| > conflict is actually not far from being constrained by production If anyone is talking about escalation risk, production isn’t the bottleneck. We are nowhere close to being resource constrained in the Middle East. > the US Navy may find itself with insufficient stockpiles to defend itself against the PLA In a production contest it’s maximum sustainable flows, not stocks, that matter. (Stocks buy you time to get flows up.) To the extent challenging the PLA is a concern, boosting production to counter the Houthis is a net win. > ability to defend against credible Chinese saturation attacks is already marginal You’re arguing both ways. If their value is marginal, expending them now is fine. Your broader point—I think—is correct. America doesn’t want to spread itself thin. But that’s a constraint at the CVN level. Once the carrier strike force is positioned, it’s immaterial whether it’s firing off missiles or guns. Anyone positioning Iran et al v America et al is missing key pieces in the logistics of war. |
The older SM-2s may have more plentiful stocks, but most of them have been deemed too dangerous to use after causing serious damage in test firings, and there are only around 180 modernized versions available, and the missile itself is no longer produced.

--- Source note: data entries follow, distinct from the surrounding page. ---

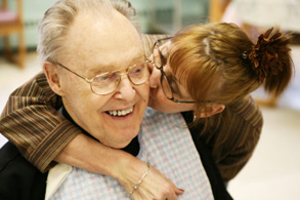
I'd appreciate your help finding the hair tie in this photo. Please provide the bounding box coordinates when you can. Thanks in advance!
[242,51,248,60]
[248,28,286,82]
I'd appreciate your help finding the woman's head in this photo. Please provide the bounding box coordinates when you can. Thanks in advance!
[150,23,292,119]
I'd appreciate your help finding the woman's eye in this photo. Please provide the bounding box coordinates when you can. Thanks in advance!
[168,76,180,94]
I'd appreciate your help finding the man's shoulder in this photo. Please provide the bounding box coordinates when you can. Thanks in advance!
[0,142,47,199]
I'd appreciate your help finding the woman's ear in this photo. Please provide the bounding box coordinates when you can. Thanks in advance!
[196,103,225,118]
[43,61,63,96]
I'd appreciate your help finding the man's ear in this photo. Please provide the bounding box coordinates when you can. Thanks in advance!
[43,61,62,96]
[196,103,225,118]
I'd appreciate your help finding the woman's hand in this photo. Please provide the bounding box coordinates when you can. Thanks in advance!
[116,156,184,200]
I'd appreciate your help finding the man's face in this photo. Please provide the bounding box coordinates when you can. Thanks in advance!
[58,11,149,148]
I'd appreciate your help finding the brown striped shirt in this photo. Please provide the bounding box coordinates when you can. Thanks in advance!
[0,35,262,181]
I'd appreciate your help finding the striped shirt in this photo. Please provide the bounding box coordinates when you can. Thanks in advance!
[0,35,263,181]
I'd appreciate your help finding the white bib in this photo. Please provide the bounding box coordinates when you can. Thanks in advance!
[46,108,214,200]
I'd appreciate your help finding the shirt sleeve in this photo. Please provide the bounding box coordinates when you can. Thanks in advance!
[0,35,170,172]
[0,73,81,172]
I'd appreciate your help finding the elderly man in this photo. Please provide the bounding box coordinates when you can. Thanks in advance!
[0,0,230,200]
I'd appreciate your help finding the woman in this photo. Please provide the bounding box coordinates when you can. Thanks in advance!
[1,19,292,199]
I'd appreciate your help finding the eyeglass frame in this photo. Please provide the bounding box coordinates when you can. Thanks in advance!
[51,59,153,95]
[152,37,196,103]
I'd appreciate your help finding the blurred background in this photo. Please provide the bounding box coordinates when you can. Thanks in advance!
[0,0,300,200]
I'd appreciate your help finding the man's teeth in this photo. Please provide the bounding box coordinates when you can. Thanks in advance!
[108,107,133,116]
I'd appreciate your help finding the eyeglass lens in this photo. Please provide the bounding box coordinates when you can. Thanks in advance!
[91,62,150,94]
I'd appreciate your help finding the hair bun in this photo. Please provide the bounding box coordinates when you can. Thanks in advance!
[248,28,290,81]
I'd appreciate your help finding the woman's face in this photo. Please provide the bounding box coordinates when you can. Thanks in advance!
[148,65,196,113]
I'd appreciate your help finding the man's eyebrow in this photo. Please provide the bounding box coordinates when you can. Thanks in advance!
[88,54,146,76]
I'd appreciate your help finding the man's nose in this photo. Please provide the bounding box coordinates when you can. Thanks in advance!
[114,73,136,101]
[149,67,161,88]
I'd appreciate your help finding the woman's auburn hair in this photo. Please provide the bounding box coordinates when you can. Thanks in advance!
[169,22,293,157]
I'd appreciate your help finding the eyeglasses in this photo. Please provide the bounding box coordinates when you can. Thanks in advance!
[54,60,152,95]
[152,37,196,103]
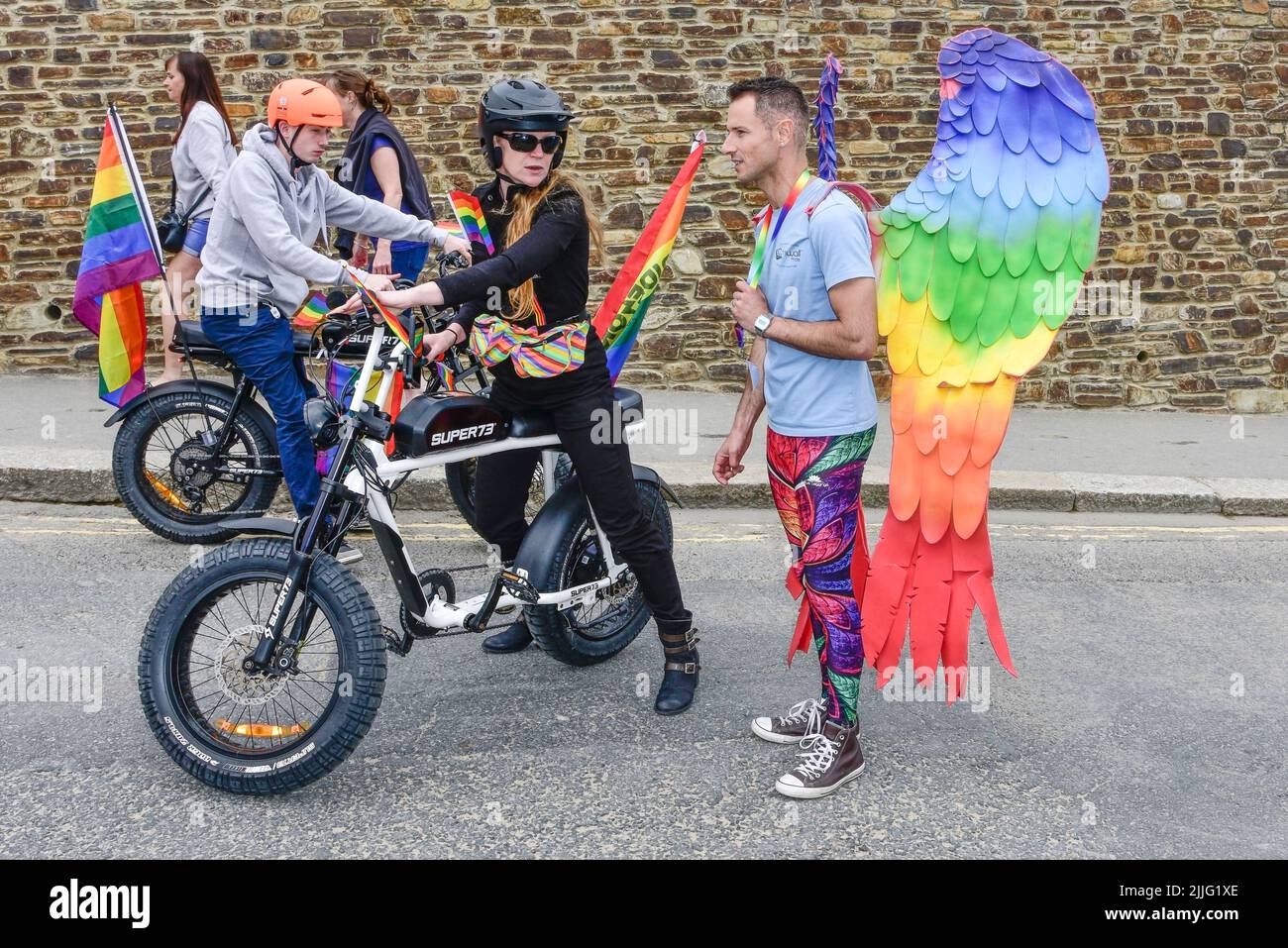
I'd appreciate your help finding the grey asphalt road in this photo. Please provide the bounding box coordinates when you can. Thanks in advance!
[0,503,1288,858]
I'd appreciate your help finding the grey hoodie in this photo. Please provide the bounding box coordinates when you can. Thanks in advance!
[197,123,448,317]
[170,100,237,220]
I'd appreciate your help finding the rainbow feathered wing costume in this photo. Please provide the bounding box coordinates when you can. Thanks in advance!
[855,29,1109,700]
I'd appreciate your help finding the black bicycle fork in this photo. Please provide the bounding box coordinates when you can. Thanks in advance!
[242,417,365,675]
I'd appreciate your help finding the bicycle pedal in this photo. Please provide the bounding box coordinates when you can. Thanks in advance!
[501,570,540,604]
[383,626,416,658]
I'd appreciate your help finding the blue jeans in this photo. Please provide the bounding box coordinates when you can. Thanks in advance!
[201,305,321,518]
[389,244,429,283]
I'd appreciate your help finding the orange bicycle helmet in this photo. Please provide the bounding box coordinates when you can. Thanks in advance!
[268,78,344,129]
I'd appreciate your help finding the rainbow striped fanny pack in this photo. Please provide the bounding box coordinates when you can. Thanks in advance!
[471,316,590,378]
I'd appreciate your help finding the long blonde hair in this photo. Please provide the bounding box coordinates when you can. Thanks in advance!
[505,171,604,322]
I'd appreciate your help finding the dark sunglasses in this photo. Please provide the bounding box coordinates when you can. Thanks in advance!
[501,132,563,155]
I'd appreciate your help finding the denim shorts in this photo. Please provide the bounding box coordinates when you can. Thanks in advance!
[183,218,210,258]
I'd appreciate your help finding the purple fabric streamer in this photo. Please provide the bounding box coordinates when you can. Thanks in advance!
[814,53,845,181]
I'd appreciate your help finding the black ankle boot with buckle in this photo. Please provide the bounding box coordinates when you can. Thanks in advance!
[653,622,702,715]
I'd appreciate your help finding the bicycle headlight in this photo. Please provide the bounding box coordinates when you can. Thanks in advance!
[304,396,340,451]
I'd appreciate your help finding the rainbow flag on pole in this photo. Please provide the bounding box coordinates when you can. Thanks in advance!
[447,190,496,254]
[593,132,707,382]
[291,292,329,330]
[72,106,162,407]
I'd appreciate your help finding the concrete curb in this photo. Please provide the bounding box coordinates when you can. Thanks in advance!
[0,463,1288,516]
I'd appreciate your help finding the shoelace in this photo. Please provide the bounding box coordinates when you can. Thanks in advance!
[778,698,823,733]
[796,713,841,781]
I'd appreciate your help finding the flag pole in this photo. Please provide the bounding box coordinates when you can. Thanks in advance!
[107,102,210,399]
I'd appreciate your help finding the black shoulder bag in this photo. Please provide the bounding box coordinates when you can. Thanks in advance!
[158,175,210,254]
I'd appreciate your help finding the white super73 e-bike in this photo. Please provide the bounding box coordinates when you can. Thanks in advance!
[139,288,674,793]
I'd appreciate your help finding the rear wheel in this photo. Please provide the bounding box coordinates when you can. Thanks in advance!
[112,390,282,544]
[523,480,673,666]
[138,537,385,793]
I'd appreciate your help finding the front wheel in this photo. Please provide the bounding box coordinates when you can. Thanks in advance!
[523,480,673,666]
[139,537,385,793]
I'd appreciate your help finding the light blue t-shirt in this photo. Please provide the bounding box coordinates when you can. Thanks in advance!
[760,177,877,437]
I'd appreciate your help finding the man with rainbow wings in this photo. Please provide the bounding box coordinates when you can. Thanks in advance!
[716,29,1109,796]
[712,77,877,797]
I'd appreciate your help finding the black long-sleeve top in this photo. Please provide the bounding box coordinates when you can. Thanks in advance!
[435,179,590,334]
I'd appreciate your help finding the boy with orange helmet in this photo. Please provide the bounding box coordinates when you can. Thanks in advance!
[197,78,471,525]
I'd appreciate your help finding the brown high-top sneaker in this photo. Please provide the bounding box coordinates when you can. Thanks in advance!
[774,721,863,799]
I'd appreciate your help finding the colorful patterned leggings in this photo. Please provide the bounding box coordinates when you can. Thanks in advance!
[767,425,877,726]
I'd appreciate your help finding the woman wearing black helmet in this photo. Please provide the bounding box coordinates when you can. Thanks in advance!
[363,80,698,715]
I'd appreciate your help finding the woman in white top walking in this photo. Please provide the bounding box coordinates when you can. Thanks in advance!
[161,53,237,381]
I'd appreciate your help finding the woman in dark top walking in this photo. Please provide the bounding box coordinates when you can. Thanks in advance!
[348,80,698,715]
[326,69,434,283]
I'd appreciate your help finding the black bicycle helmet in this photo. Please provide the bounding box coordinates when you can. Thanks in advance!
[478,78,575,171]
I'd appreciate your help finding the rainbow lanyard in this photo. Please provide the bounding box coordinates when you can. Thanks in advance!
[747,168,814,287]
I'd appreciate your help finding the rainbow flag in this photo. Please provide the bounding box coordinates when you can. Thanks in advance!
[447,190,496,254]
[349,267,425,356]
[72,106,162,407]
[592,132,707,382]
[291,292,329,330]
[314,362,407,474]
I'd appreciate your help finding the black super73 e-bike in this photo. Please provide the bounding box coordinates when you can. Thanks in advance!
[139,288,674,793]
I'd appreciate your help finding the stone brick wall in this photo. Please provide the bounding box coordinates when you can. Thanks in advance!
[0,0,1288,411]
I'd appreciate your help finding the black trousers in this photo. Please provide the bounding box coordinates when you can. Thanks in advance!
[474,366,693,632]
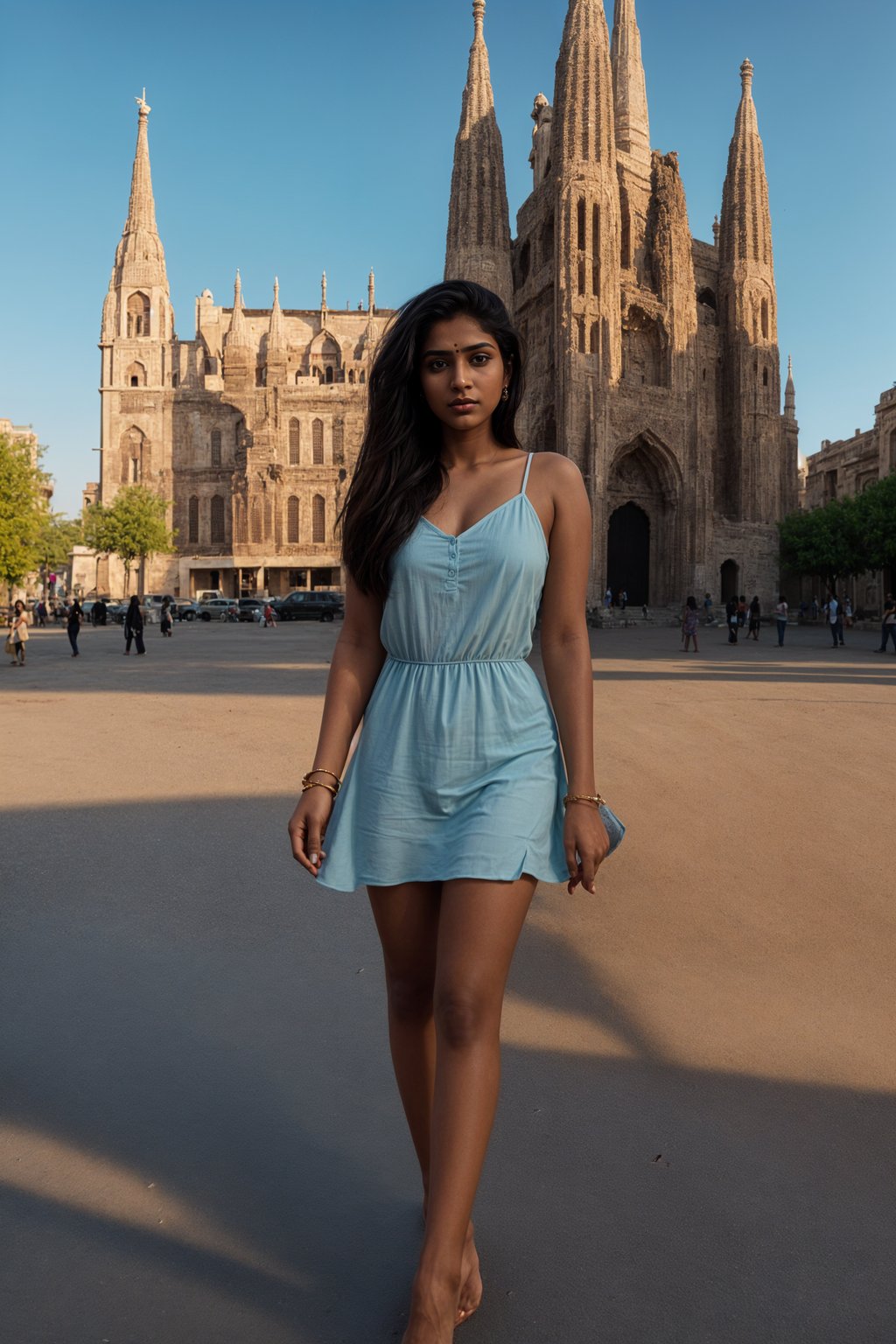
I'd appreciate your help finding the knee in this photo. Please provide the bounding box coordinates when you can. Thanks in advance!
[434,989,491,1050]
[387,975,432,1021]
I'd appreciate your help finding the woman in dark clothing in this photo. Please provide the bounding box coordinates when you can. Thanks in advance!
[125,594,146,657]
[66,599,82,659]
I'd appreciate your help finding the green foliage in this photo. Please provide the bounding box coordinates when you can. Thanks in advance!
[856,476,896,570]
[83,485,175,585]
[0,434,47,587]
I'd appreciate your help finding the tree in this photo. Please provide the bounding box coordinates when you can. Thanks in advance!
[85,485,175,592]
[778,497,871,590]
[0,434,47,597]
[856,476,896,570]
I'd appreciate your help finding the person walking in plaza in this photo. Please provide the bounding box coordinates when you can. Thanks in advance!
[7,599,28,668]
[125,592,146,657]
[681,597,700,653]
[876,592,896,653]
[775,592,790,649]
[66,598,83,659]
[289,281,610,1344]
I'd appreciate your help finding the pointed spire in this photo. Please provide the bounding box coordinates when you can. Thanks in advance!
[444,0,513,304]
[550,0,615,172]
[610,0,650,171]
[114,88,168,294]
[268,276,286,352]
[721,60,773,270]
[227,270,251,349]
[785,355,796,419]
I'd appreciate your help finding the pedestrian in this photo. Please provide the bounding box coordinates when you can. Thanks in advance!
[66,597,83,659]
[775,592,790,649]
[681,597,700,653]
[725,597,738,644]
[878,592,896,653]
[289,281,610,1344]
[125,592,146,657]
[825,589,844,649]
[7,601,28,668]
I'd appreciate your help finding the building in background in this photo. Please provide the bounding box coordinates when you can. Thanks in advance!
[444,0,798,605]
[94,98,389,597]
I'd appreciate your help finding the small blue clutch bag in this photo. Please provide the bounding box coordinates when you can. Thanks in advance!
[598,802,626,859]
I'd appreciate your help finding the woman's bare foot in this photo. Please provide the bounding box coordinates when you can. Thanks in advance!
[457,1223,482,1325]
[402,1274,458,1344]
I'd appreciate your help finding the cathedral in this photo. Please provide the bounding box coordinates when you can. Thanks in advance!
[100,0,798,606]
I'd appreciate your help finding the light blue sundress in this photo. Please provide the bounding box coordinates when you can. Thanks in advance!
[318,453,570,891]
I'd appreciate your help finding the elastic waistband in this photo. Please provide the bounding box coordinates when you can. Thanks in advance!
[387,653,525,668]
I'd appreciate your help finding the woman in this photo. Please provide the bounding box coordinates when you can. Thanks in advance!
[10,601,28,668]
[747,594,761,644]
[125,592,146,657]
[289,281,608,1344]
[775,592,790,649]
[681,597,700,653]
[66,598,83,659]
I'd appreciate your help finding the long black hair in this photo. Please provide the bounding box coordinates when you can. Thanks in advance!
[336,279,524,598]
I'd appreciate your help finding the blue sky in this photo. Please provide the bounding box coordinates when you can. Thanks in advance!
[0,0,896,514]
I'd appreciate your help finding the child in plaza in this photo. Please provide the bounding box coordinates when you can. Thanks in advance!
[289,281,610,1344]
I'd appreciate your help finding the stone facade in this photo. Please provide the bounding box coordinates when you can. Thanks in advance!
[446,0,798,605]
[96,98,391,597]
[799,384,896,612]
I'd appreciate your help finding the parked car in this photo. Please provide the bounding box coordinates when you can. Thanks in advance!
[271,592,342,621]
[236,597,268,621]
[199,597,239,621]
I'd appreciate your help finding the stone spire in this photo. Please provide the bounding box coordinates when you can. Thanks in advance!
[113,88,168,294]
[444,0,513,305]
[718,60,778,343]
[610,0,650,172]
[785,355,796,419]
[227,270,251,349]
[268,276,286,352]
[550,0,615,173]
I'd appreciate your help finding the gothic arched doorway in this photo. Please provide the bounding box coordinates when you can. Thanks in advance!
[607,502,650,606]
[721,561,738,602]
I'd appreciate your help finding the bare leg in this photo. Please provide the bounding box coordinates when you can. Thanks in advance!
[403,876,535,1344]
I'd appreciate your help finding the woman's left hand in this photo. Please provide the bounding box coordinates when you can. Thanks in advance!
[563,802,610,895]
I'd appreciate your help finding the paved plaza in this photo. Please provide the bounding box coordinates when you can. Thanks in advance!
[0,624,896,1344]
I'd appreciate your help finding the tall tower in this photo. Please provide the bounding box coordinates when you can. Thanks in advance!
[718,60,795,523]
[100,90,175,504]
[444,0,513,306]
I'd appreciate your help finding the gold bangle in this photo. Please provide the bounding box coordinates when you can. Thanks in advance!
[563,793,606,808]
[304,765,342,785]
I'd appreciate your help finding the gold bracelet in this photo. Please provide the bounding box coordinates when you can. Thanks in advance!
[304,765,342,788]
[563,793,606,808]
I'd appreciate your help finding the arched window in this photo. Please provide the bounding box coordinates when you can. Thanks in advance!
[128,291,149,336]
[312,494,326,542]
[209,494,224,546]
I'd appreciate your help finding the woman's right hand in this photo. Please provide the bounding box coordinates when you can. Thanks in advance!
[288,787,333,878]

Defending against a saturation attack means that the value experiences a step function. Either you have enough missiles to stop most low-tech enemy missiles, and you're going to be largely fine, or you don't, and your entire fleet might sink. It's not something you can afford to. The US Navy is never going to allow stocks to go under what is necessary to stop at least a long-range Chinese attack, and that means at least 600 missiles, which is a serious chunk of what remains.
Boosting production to counter the Houthis is surely something the US will do. It will take 2-3 years to bear fruit. In the meantime, stocks are not sufficient to tank Iran's capability to produce these kinds of missiles.
I think that the most likely outcome is either more shipping companies negotiating terms to transit unharmed, like China's COSCO has all but admitted to have done, or these detours to continue.